Study shows storms, dryness speeding up biomass turnover in Amazon forest

Powerful storms and drier air are speeding up the natural biomass turnover in the Amazon rainforest, potentially reducing its ability to store carbon for long periods of time, researchers have found.

The study, led by the South China Botanical Garden (SCBG) of the Chinese Academy of Sciences, together with Cornell University and other international partners, was published in the journal Nature Climate Change.

Tropical forests like the Amazon hold more than 60% of the world's plant biomass, making them critical players in regulating the global climate. But their role as carbon storage depends on how long carbon stays locked in trees and other vegetation before being released back into the air. Scientists call this the carbon residence time. The study shows this residence time is shrinking across the Amazon. As the atmosphere becomes drier and convective storms become more active, trees are dying and being replaced faster than before.

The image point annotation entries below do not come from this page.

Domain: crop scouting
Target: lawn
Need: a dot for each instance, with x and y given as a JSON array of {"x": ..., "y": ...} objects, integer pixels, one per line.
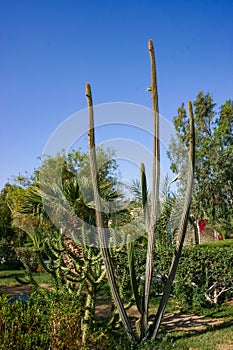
[{"x": 211, "y": 330}]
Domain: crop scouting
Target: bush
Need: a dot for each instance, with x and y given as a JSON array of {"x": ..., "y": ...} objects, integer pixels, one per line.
[
  {"x": 29, "y": 257},
  {"x": 8, "y": 258},
  {"x": 47, "y": 320},
  {"x": 204, "y": 275}
]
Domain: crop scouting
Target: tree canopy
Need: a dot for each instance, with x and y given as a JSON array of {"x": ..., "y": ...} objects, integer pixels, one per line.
[{"x": 213, "y": 190}]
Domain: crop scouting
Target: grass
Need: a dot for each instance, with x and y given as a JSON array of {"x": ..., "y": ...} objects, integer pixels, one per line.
[
  {"x": 215, "y": 337},
  {"x": 212, "y": 338},
  {"x": 7, "y": 278},
  {"x": 222, "y": 243}
]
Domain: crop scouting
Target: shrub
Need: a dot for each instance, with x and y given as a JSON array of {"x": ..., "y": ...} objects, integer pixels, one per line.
[
  {"x": 204, "y": 276},
  {"x": 29, "y": 257},
  {"x": 47, "y": 320},
  {"x": 8, "y": 258}
]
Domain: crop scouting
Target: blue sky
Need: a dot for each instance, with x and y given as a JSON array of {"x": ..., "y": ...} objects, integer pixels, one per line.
[{"x": 50, "y": 49}]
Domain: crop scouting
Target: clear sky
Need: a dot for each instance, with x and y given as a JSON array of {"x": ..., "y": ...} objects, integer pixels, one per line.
[{"x": 50, "y": 49}]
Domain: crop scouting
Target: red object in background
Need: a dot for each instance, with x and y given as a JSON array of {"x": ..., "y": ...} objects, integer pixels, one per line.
[{"x": 201, "y": 225}]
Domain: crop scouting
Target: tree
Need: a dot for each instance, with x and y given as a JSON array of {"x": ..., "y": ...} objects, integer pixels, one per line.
[
  {"x": 213, "y": 188},
  {"x": 8, "y": 232}
]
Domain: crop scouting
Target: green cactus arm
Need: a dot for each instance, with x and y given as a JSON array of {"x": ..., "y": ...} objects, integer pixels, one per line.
[
  {"x": 181, "y": 230},
  {"x": 133, "y": 278},
  {"x": 101, "y": 237},
  {"x": 154, "y": 194}
]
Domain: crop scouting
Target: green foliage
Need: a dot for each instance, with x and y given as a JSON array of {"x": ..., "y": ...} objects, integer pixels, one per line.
[
  {"x": 204, "y": 275},
  {"x": 47, "y": 320},
  {"x": 29, "y": 256},
  {"x": 8, "y": 258},
  {"x": 8, "y": 233},
  {"x": 213, "y": 190},
  {"x": 221, "y": 243}
]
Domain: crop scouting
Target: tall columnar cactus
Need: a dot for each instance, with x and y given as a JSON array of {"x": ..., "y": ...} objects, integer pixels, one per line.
[
  {"x": 181, "y": 230},
  {"x": 151, "y": 217},
  {"x": 103, "y": 244},
  {"x": 155, "y": 191}
]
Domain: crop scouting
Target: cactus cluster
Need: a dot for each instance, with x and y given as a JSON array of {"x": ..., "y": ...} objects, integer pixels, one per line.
[{"x": 150, "y": 216}]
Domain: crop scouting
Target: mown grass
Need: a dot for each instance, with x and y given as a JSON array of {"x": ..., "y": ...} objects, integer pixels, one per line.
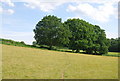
[
  {"x": 31, "y": 63},
  {"x": 114, "y": 54}
]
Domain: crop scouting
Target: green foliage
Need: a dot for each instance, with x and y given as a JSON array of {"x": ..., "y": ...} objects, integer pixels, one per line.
[
  {"x": 50, "y": 31},
  {"x": 87, "y": 37}
]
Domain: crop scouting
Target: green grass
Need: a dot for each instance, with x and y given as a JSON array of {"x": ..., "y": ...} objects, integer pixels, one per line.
[
  {"x": 114, "y": 54},
  {"x": 31, "y": 63}
]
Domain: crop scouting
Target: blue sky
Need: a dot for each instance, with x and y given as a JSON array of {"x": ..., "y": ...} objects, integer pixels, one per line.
[{"x": 19, "y": 18}]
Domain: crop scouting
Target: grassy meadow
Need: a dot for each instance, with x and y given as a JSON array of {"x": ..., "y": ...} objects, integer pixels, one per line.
[{"x": 31, "y": 63}]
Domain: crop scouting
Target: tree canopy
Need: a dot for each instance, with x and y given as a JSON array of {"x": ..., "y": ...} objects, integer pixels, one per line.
[
  {"x": 51, "y": 31},
  {"x": 77, "y": 34}
]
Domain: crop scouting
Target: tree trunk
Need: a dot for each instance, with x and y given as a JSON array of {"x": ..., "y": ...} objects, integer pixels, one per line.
[
  {"x": 77, "y": 51},
  {"x": 50, "y": 47}
]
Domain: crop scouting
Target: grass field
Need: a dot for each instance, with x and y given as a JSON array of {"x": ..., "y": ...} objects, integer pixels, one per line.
[{"x": 31, "y": 63}]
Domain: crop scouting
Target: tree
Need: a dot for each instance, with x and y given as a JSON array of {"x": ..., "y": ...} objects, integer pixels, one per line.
[
  {"x": 50, "y": 31},
  {"x": 80, "y": 30}
]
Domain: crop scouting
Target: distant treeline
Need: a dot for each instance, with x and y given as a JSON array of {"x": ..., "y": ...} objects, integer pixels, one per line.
[{"x": 114, "y": 45}]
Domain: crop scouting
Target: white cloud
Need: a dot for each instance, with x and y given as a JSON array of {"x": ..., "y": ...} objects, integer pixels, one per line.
[
  {"x": 27, "y": 37},
  {"x": 111, "y": 35},
  {"x": 101, "y": 13},
  {"x": 10, "y": 11},
  {"x": 8, "y": 2},
  {"x": 7, "y": 11}
]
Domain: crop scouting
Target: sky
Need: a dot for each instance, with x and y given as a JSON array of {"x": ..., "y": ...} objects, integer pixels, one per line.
[{"x": 19, "y": 17}]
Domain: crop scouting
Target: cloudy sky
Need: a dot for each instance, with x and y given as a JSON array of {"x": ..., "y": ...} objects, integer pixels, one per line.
[{"x": 19, "y": 17}]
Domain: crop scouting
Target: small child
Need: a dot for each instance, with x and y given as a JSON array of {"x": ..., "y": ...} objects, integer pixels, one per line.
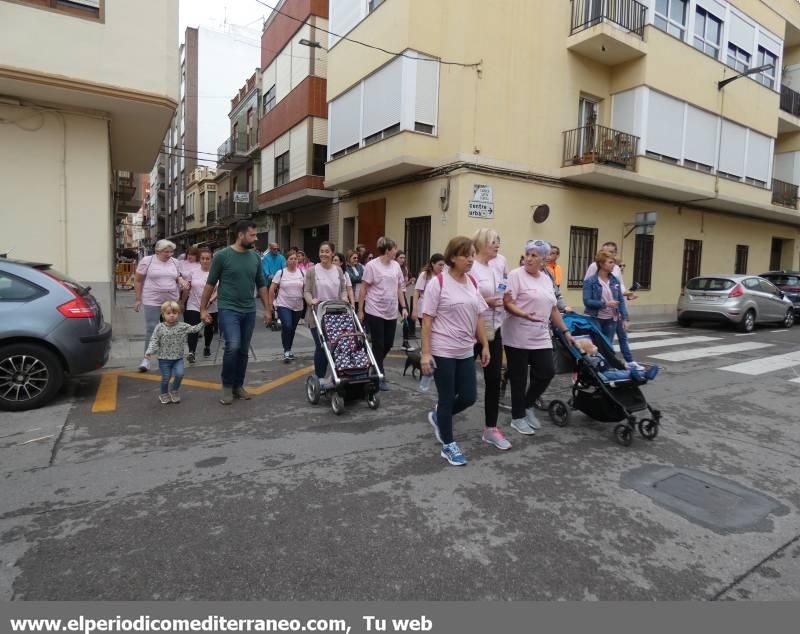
[{"x": 169, "y": 343}]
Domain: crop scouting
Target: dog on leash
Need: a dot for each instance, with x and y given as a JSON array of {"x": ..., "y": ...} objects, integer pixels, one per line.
[{"x": 413, "y": 361}]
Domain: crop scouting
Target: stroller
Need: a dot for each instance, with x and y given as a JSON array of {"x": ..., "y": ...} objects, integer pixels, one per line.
[
  {"x": 611, "y": 395},
  {"x": 353, "y": 367}
]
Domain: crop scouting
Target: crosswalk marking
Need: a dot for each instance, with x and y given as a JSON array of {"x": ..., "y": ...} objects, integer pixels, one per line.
[
  {"x": 713, "y": 351},
  {"x": 765, "y": 364}
]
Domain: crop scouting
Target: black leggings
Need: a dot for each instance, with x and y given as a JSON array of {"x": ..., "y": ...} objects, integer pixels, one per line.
[
  {"x": 492, "y": 375},
  {"x": 382, "y": 333},
  {"x": 541, "y": 373},
  {"x": 192, "y": 317}
]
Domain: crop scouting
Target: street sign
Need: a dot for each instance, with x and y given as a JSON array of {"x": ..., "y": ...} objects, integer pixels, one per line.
[{"x": 482, "y": 203}]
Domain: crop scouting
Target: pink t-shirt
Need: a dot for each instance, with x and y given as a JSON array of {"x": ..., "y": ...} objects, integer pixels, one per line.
[
  {"x": 488, "y": 280},
  {"x": 532, "y": 295},
  {"x": 198, "y": 282},
  {"x": 383, "y": 280},
  {"x": 455, "y": 308},
  {"x": 290, "y": 294},
  {"x": 161, "y": 280},
  {"x": 327, "y": 281}
]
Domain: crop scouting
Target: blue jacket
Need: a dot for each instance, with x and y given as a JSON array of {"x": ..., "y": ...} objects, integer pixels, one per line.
[
  {"x": 271, "y": 264},
  {"x": 593, "y": 296}
]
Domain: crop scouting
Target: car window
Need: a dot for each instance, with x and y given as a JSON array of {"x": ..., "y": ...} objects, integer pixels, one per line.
[
  {"x": 710, "y": 284},
  {"x": 15, "y": 289}
]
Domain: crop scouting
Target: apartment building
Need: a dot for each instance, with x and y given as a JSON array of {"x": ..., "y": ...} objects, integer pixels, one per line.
[
  {"x": 578, "y": 122},
  {"x": 211, "y": 65},
  {"x": 85, "y": 106},
  {"x": 294, "y": 207}
]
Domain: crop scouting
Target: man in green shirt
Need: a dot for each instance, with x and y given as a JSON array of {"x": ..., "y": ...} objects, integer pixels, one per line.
[{"x": 238, "y": 270}]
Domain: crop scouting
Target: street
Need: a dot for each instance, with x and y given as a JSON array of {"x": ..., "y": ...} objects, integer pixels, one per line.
[{"x": 276, "y": 499}]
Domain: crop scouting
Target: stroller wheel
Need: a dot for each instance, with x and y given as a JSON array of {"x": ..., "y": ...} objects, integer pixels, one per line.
[
  {"x": 623, "y": 435},
  {"x": 337, "y": 404},
  {"x": 559, "y": 413},
  {"x": 313, "y": 389},
  {"x": 374, "y": 400},
  {"x": 648, "y": 429}
]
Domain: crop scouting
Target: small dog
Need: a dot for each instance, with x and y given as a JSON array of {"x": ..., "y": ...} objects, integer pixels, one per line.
[{"x": 414, "y": 361}]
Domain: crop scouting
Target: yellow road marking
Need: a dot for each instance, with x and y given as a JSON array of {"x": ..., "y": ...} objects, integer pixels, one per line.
[{"x": 106, "y": 399}]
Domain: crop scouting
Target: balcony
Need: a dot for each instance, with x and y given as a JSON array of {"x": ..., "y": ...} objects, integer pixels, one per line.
[
  {"x": 784, "y": 194},
  {"x": 608, "y": 31},
  {"x": 601, "y": 145}
]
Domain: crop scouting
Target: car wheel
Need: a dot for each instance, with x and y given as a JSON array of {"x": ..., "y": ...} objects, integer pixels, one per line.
[
  {"x": 748, "y": 321},
  {"x": 30, "y": 376}
]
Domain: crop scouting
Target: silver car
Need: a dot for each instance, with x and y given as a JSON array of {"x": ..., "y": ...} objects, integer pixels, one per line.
[
  {"x": 50, "y": 326},
  {"x": 743, "y": 300}
]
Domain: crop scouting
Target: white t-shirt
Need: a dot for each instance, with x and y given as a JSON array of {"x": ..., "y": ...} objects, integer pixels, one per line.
[
  {"x": 532, "y": 294},
  {"x": 383, "y": 280},
  {"x": 455, "y": 308},
  {"x": 290, "y": 293}
]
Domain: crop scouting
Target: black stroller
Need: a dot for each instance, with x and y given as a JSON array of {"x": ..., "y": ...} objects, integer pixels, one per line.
[
  {"x": 610, "y": 395},
  {"x": 354, "y": 370}
]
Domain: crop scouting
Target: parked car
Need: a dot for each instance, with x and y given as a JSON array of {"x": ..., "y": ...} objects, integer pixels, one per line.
[
  {"x": 743, "y": 300},
  {"x": 789, "y": 283},
  {"x": 50, "y": 327}
]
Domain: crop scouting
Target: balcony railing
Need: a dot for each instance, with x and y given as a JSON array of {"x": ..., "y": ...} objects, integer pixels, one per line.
[
  {"x": 598, "y": 144},
  {"x": 784, "y": 194},
  {"x": 790, "y": 101},
  {"x": 629, "y": 14}
]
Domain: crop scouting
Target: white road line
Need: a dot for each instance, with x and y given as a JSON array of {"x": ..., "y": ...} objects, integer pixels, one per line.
[
  {"x": 654, "y": 333},
  {"x": 713, "y": 351},
  {"x": 663, "y": 343},
  {"x": 765, "y": 364}
]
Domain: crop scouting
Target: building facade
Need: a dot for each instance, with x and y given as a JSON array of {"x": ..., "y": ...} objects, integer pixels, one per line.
[
  {"x": 295, "y": 208},
  {"x": 577, "y": 122},
  {"x": 83, "y": 108}
]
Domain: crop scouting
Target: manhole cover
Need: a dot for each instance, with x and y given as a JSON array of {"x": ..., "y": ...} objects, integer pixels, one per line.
[{"x": 716, "y": 503}]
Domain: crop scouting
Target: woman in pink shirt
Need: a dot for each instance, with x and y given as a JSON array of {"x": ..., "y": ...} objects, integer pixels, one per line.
[
  {"x": 530, "y": 304},
  {"x": 158, "y": 280},
  {"x": 289, "y": 303},
  {"x": 451, "y": 322},
  {"x": 381, "y": 292}
]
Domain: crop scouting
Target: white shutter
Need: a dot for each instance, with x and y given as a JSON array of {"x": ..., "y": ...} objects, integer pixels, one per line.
[
  {"x": 742, "y": 34},
  {"x": 345, "y": 120},
  {"x": 665, "y": 125},
  {"x": 427, "y": 91},
  {"x": 759, "y": 151},
  {"x": 382, "y": 98},
  {"x": 701, "y": 136},
  {"x": 732, "y": 150}
]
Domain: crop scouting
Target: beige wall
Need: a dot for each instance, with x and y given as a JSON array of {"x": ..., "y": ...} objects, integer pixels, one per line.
[{"x": 36, "y": 222}]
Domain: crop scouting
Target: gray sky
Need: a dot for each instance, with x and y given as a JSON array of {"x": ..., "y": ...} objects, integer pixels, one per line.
[{"x": 214, "y": 13}]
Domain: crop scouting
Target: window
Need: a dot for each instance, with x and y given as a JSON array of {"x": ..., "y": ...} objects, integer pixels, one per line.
[
  {"x": 282, "y": 169},
  {"x": 737, "y": 58},
  {"x": 269, "y": 99},
  {"x": 582, "y": 249},
  {"x": 671, "y": 16},
  {"x": 707, "y": 32},
  {"x": 740, "y": 267},
  {"x": 768, "y": 76},
  {"x": 643, "y": 260},
  {"x": 319, "y": 158}
]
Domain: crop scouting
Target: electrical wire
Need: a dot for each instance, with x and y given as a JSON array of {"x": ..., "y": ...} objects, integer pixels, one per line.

Earlier research on tropical carbon sinks has focused mostly on tree growth and productivity. Much less attention has been given to tree death and biomass turnover. Most past studies also relied on data from small, local forest plots.

"Tropical forests are highly complex and vary greatly from place to place," said Wu Donghai, a researcher from the SCBG. "Limited field plots cannot fully capture large-scale patterns and drivers of biomass carbon turnover."

To solve this problem, the team combined satellite images with long-term records from forest plots across the Amazon. This allowed them to map tree death and biomass turnover across the entire region. Using machine learning, they then evaluated how different environmental factors affect carbon turnover time.

The results show that biomass carbon turnover time varies widely across the Amazon and responds to environmental changes in strongly nonlinear ways. Convective storms turned out to be an even stronger influence than drought-related stress.

The researchers predict that, by the end of this century, carbon turnover time in Amazonian forests will shorten by about 3% on average under a low-emissions scenario. Under a high-emissions scenario, it could shorten by as much as 15%.

Wu said the findings help scientists better understand what keeps tropical forest carbon sinks stable. They also provide key support for improving Earth system models, which are used to determine future climate change trends.